B = Unclear: trial states that it is 'randomized', but no information on the method used is reported or a method is reported that was not clearly adequate.
C = Inadequate: inadequate method of randomization used, such as alternate medical record numbers or unsealed envelopes; or any information in the study that indicated that investigators or participants could influence the intervention group.

3. Blinding
The following points will be graded as 'yes' for present, 'no' for absent, and 'not stated' if the relevant information is not stated in the trial report:
a. Blinding of care providers.
b. Blinding of participants.
c. Blinding of outcome assessor.
d. Blinding of data analysis.

4. Intention‐to‐treat analysis (Hollis 1999)
A ‐ Yes: Specifically reported by authors that ITT was undertaken and this was confirmed on study assessment, or not stated but evident from study assessment that ITT was undertaken
B ‐ Unclear. Described as ITT analysis, but unable to confirm on study assessment, or not reported and unable to confirm by study assessment.
C ‐ No: Lack of ITT confirmed on study assessment (Patients who were randomised were not included in the analysis because they did not receive the study intervention, they withdrew from the study or were not included because of protocol violation) regardless of whether ITT reported or not

Synthesis
Initially a structured narrative summary of the studies reviewed will be conducted. For dichotomous outcomes, relative risk plus 95% confidence intervals will be calculated. For continuous outcomes, weighted mean difference plus 95% confidence intervals will be calculated.

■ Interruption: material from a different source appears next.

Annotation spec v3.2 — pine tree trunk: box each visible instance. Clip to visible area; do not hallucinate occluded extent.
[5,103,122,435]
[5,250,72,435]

Clinical heterogeneity will be explored by examining potentially influential factors, e.g. care setting or patient characteristics. Statistical heterogeneity will be assessed using the I2 test (Higgins 2003). This examines the percentage of total variation across studies due to heterogeneity rather than to chance. Values of I2 over 75% indicate a high level of heterogeneity.
Statistical pooling will be carried out on groups of studies which are considered to be sufficiently similar. In the absence of heterogeneity (I2 = 0% or for low levels of heterogeneity I2 less than 25%) a fixed‐effect model will be used; if there is evidence of heterogeneity (I2 more than 25%), a random effects model will be used. If it is inappropriate to pool studies they will be presented in a narrative summary only. Results will be presented by care setting, patient group and type of risk assessment.